Am Abend dann wieder Arabisch-Unterricht. Ich bin ja immer froh, wenn andere beim Lesen genauso rumstottern wie ich; denn ich bin die bei weitem Älteste im Unterricht. Es liegt also nicht am Alter. Neue Schüler*Innen sind auch dazu gekommen, dafür sind dann doch andere abgesprungen. Heute ging es um Adjektive, deren Stellung im Satz, und solche Dinge.

Mittwoch, 26. Februar 2020

Ein ruhiger Tag.

Am Morgen habe ich mich mal wieder um mein Arabisch gekümmert, denn nächste Woche fängt der neue Kurs an.

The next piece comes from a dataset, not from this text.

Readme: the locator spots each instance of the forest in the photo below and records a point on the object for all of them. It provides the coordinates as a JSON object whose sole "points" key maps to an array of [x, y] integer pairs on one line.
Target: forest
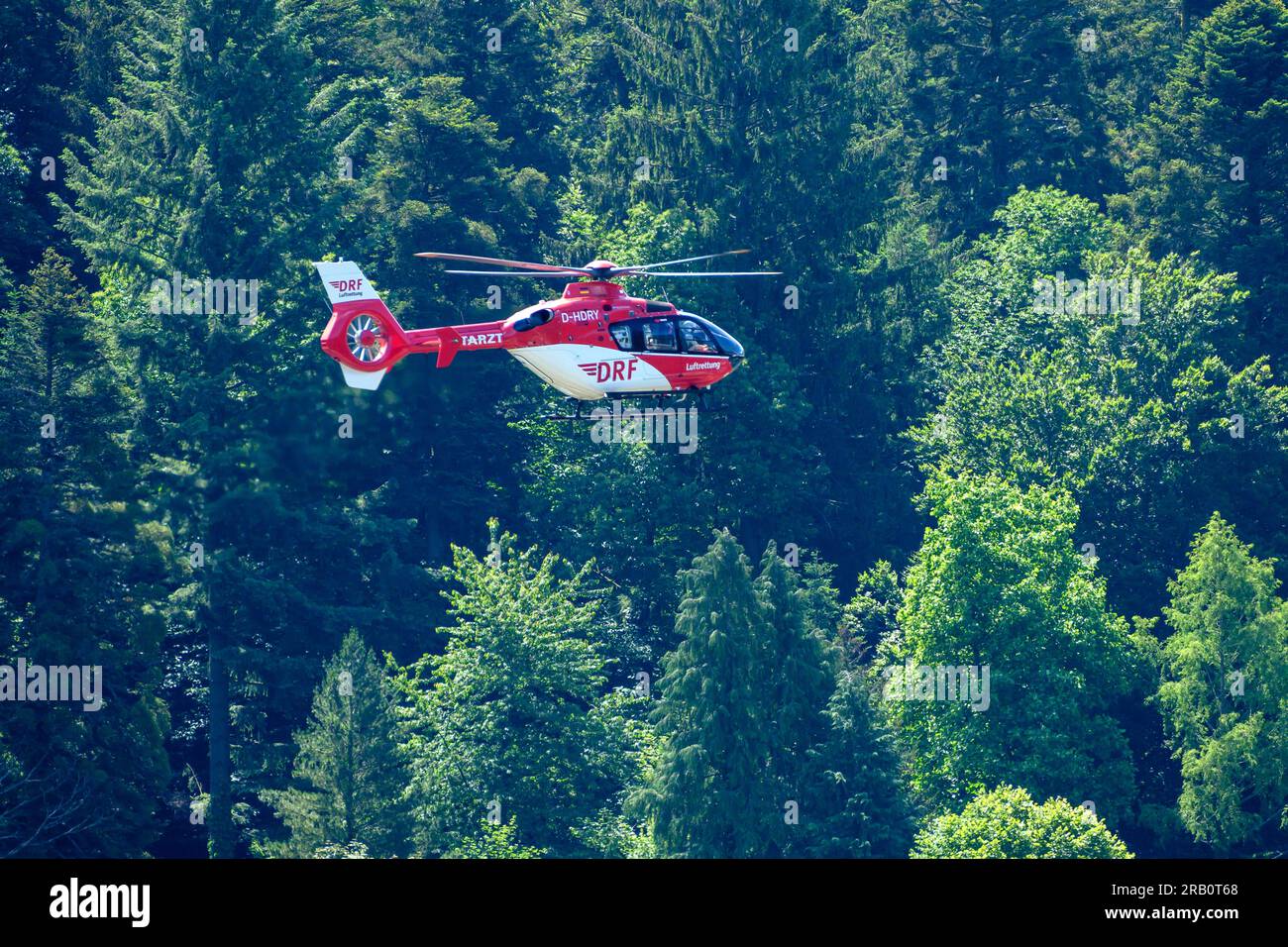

Dann am Abend zum Skat ins HeckMeck, obwohl es zeitweise regnete. Aber dafür bzw. dagegen gibt es ja entsprechende Kleidung, und der Regengott meinte es gut mit mir.

Es war ein Na-ja-Abend, denn einer der Mitspieler ist mir (uns) nicht so sympathisch, und ich musste mit ihm zurechtkommen, aber damit muss man leben. Am Nebentisch saßen „akademische“ Leute, von denen einer sich schon gleich verbal als „ausgesprochen Rechts“ outete, und der seine Ansichten lautstark verbreitete. Akademiker und rechts? … Das geht gar nicht!, fanden wir.